What is the chemiluminescence quantum yield?
It is the number of photons emitted per molecule of reactant consumed: Φ_CL = Φ_chem × Φ_exc × Φ_fl. Φ_chem is the fraction of reactions that follow the light-producing path, Φ_exc is the fraction of those that actually populate an excited state, and Φ_fl is the fluorescence efficiency of that excited state. For a typical commercial glow stick Φ_CL is only about 0.05 to 0.1 (5–10 photons per 100 reactions). Firefly bioluminescence is far better — about 0.41 — which is why a single enzyme system can be seen by the naked eye.
How does luminol detect blood at a crime scene?
Luminol (3-aminophthalhydrazide) is oxidized by hydrogen peroxide in basic solution to give an excited 3-aminophthalate dianion, which emits blue light at about 425 nm. The reaction needs a catalyst, and the iron in hemoglobin is an excellent one. Even a bloodstain washed away or aged for years leaves enough iron to switch on the glow, so forensic teams spray luminol in a darkened room and photograph the faint blue luminescence. False positives from copper, bleach, and some plant peroxidases are the main limitation.
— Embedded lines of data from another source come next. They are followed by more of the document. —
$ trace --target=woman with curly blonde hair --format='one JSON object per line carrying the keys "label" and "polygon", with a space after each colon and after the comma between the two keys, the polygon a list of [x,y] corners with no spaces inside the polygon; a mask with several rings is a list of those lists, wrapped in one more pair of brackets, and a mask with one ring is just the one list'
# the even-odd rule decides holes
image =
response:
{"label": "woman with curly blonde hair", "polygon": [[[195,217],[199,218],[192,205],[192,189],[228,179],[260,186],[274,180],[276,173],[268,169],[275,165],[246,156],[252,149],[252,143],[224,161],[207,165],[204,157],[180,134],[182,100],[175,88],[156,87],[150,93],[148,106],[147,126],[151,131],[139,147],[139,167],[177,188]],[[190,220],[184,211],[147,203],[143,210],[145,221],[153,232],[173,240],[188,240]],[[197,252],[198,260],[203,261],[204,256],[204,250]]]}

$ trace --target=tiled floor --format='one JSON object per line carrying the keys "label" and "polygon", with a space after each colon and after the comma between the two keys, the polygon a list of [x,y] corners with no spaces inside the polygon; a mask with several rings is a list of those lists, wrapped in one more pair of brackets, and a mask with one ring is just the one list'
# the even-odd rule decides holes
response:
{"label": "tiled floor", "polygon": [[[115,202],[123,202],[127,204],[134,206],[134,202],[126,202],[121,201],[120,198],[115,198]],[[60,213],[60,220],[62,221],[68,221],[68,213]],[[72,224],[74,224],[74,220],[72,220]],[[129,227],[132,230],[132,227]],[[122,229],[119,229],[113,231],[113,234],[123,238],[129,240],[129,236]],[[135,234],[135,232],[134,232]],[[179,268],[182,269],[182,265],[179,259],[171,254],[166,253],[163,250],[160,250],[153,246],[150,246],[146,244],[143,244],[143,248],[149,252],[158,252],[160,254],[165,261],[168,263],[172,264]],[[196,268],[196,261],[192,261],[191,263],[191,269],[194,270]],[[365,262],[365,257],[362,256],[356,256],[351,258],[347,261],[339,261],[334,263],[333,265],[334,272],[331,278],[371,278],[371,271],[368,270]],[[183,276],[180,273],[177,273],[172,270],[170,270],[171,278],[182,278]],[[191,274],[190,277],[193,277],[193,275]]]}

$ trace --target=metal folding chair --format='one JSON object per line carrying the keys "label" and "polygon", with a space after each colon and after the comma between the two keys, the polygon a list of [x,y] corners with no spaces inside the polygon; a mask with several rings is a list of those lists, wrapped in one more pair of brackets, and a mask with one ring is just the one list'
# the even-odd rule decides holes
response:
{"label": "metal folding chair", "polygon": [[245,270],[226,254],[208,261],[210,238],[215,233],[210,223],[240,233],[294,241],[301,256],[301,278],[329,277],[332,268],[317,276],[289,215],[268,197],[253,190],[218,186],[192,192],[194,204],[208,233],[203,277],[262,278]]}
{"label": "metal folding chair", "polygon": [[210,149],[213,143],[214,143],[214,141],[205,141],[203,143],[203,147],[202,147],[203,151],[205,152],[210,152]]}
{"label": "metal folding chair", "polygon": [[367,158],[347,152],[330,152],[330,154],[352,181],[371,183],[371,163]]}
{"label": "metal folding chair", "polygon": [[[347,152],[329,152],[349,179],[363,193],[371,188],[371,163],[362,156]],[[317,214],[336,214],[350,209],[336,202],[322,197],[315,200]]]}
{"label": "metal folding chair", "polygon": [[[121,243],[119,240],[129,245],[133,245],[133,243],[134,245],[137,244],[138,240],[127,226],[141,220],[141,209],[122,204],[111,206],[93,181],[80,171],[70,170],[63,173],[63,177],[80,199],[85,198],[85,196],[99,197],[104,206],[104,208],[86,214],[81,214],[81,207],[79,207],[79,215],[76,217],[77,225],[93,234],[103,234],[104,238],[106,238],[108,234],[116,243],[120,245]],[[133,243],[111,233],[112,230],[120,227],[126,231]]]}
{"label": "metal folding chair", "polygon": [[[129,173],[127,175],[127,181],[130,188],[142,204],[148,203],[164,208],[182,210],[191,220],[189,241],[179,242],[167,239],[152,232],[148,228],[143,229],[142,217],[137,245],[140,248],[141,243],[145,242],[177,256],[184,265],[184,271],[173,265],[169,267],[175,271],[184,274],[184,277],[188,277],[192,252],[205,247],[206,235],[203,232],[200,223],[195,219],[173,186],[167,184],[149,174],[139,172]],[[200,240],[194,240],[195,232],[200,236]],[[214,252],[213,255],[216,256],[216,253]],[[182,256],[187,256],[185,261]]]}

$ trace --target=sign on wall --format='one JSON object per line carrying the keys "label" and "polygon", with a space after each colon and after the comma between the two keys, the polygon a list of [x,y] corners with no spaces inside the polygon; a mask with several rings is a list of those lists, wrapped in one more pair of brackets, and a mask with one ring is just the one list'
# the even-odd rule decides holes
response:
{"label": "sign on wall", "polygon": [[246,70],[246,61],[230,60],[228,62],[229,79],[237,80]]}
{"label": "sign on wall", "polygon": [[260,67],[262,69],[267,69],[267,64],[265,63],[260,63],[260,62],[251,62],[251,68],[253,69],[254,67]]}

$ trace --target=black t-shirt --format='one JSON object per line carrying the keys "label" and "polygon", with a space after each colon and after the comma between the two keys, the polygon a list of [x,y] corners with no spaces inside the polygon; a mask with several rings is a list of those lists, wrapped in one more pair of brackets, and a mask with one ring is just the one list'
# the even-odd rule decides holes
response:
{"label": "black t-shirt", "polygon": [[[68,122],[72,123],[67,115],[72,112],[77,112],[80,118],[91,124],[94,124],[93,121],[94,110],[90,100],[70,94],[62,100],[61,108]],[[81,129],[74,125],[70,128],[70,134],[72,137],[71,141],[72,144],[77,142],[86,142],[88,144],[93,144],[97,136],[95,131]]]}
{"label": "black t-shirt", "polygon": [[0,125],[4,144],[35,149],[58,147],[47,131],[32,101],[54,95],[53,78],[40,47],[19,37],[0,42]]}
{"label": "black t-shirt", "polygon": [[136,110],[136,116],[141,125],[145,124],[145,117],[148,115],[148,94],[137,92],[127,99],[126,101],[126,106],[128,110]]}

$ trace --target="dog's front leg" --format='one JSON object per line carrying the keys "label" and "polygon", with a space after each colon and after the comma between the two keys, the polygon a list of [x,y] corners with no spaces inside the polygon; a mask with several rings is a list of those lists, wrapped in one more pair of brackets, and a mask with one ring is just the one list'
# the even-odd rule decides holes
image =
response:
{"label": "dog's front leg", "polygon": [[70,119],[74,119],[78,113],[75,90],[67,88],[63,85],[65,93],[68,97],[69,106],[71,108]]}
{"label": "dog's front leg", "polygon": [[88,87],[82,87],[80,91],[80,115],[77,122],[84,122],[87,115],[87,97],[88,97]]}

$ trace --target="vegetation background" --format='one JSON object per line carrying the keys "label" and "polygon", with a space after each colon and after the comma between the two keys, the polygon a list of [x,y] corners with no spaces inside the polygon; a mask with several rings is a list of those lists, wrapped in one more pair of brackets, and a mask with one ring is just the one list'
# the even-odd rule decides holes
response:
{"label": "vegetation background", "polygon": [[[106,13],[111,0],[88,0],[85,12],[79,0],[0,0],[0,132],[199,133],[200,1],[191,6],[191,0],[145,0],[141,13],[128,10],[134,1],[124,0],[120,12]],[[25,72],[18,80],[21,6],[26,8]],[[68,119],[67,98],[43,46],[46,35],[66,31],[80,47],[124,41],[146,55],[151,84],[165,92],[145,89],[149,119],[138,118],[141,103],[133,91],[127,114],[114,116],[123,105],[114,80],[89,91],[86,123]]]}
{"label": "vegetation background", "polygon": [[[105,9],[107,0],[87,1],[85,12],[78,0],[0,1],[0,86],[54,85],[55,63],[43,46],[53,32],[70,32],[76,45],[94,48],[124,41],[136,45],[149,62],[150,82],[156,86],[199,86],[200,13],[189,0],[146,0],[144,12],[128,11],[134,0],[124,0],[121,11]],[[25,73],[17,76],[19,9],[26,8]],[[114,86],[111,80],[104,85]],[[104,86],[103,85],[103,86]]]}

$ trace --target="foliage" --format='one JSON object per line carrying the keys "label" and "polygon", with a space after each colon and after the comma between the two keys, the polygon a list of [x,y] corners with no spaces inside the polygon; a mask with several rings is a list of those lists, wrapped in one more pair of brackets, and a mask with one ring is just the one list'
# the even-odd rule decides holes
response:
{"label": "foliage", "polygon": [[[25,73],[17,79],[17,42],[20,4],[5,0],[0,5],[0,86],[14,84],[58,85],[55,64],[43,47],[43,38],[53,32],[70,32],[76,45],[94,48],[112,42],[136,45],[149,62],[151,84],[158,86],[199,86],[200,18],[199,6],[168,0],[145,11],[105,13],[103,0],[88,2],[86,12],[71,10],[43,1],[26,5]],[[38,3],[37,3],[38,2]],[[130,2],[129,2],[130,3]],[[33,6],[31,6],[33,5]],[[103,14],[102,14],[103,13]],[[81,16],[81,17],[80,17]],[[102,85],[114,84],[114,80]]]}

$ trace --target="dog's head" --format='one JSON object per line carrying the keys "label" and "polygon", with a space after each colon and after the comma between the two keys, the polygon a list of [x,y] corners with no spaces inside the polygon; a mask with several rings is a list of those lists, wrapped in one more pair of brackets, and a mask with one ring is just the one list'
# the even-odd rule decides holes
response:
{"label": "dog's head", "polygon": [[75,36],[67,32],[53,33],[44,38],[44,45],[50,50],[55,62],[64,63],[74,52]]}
Why is a firefly's light yellow-green while a glow stick can be any color?
A firefly emits around 560 nm because that color is set by its single excited product, oxyluciferin, tuned by the enzyme luciferase and the local pH. A glow stick separates the energy source from the color: the peroxyoxalate reaction makes excited-state energy generically, then hands it to whatever fluorescent dye is dissolved in the tube. Swap the dye — 9,10-diphenylanthracene for blue, rubrene for yellow, rhodamine B for red — and the same reaction glows a different color. The chemistry is the engine; the dye is the paint.
Why does a glow stick glow brighter but die faster in hot water?
Brightness is the rate of photon emission, which tracks the reaction rate. Warming the tube raises the rate constant through the Arrhenius factor, so more excited-state molecules form per second and the glow intensifies. But the total number of photons is fixed by the amount of reagent — so burning through it faster means it runs out sooner. Cooling it in a freezer does the reverse: dimmer light that can last for many hours or even a day.